Hostility to Christmas is, of course, nothing new among Islamic clerics.
An October 2007 regulation in Aceh on the construction of houses of worship has resulted in unreasonable limitations on the ability of religious minorities to build and renovate churches and temples. In May 2012 alone, that law prompted authorities to forcibly close 17 Christian churches and a house of worship for one of Aceh’s many indigenous native faiths. On 17 June 2012 Islamist militants destroyed the GBI Peunayong Protestant church on the pretext that it was illegal. Governor Irwandi Yusuf had inflamed the situation by declaring in May 2011 that several non-Sunni sects and religions followed “deviant teachings.”
Such intolerance is becoming distressingly common across Indonesia. Indonesia's Setara Institute, which monitors religious freedom in Indonesia, documented 243 incidents of physical violence in the first 10 months of 2013, compared with 264 in all of 2012, up from 216 in 2010.
Women in Aceh are under siege from four Sharia-inspired criminal bylaws enacted in July 2003 that impose punitive restrictions on freedom of association and expression. These laws apply to both women and men, but local activists say that the Sharia police, who enforce them, apply them more often and more harshly against women and girls.
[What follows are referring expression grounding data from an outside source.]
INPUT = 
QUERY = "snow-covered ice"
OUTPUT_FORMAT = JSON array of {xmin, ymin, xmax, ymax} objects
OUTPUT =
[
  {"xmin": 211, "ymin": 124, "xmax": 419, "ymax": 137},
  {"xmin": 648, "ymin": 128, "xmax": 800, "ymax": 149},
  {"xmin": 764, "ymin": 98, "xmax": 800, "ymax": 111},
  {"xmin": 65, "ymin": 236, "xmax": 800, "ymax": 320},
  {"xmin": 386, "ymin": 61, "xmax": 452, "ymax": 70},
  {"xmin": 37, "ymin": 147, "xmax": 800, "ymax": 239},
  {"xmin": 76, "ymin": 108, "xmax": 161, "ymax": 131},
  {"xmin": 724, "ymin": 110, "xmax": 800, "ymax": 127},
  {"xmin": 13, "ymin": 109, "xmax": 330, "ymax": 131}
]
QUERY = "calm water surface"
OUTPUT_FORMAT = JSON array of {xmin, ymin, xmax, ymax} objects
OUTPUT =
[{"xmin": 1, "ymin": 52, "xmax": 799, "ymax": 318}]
One of the laws imposes “seclusion,” making it a crime for two adults of the opposite sex who are not married or related by blood to be together in an isolated place. This broadly worded law has been interpreted to prohibit merely sitting and talking in a quiet space with a member of the opposite sex. The authorities have even targeted people eating or studying together. Sharia police officials say they sometimes force women and girls suspected of violating the seclusion law to submit to “virginity exams,” which are invasive and demeaning. Violators face between three and nine lashes from a rattan cane.
Another restrictive bylaw imposes “Islamic” public dress requirements for Muslims. In practice it imposes far more onerous restrictions on women, requiring them to cover their hair with the hijab headscarf in public and forbidding them from wearing body-hugging clothing. In Banda Aceh, the Sharia police regularly organise sweeps against women with tight jeans. Aceh’s Sharia police chief told Human Rights Watch, “We focus on everybody, but it’s usually women that make mistakes.” Police arrested Putri Erlina, 16, in 2012, allegedly for violating her town’s seclusion law. After local media reported her arrest, Erlina wrote a note saying she could not endure the shame and hanged herself.
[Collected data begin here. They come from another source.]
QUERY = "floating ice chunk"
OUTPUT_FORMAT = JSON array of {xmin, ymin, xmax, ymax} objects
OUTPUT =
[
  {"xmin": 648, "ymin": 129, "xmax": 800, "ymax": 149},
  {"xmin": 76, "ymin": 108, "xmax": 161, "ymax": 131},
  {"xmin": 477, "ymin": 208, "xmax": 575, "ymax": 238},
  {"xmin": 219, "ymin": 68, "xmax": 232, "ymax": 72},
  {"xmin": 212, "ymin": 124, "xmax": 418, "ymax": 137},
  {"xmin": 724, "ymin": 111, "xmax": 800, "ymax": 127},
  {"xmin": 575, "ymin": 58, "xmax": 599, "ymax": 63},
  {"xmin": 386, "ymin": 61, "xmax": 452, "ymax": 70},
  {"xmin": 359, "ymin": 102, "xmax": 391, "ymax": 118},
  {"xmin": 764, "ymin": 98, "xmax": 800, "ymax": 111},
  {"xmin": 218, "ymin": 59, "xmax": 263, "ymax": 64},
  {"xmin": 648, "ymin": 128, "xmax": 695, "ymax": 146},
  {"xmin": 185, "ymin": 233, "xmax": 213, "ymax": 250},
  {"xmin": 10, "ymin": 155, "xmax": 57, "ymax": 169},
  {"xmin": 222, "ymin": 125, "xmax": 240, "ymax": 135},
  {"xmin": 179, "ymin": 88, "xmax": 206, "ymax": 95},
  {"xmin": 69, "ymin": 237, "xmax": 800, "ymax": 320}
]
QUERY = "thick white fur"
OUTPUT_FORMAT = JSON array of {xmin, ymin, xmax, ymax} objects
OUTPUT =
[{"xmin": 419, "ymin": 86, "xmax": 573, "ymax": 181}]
A series of bylaws enacted in recent years in Aceh’s 23 regencies have further restricted women’s rights. The city of Lhokseumawe rolled out a regulation last January banning women from straddling motorcycles – only riding side-saddle is permitted. In neighboring Bireuen, a local regulation enacted in May prohibits women from dancing. In Meulaboh, in western Aceh, a decree imposed in January 2010 forbids women from wearing pants.
The mayor of Lhokseumawe gave his reasons for the new regulations - "Women sitting on motorbikes must not sit astride because it will provoke the male driver....We want to save women from things that will cause them to violate shariah law. We wish to honour women with this ban because they are delicate creatures".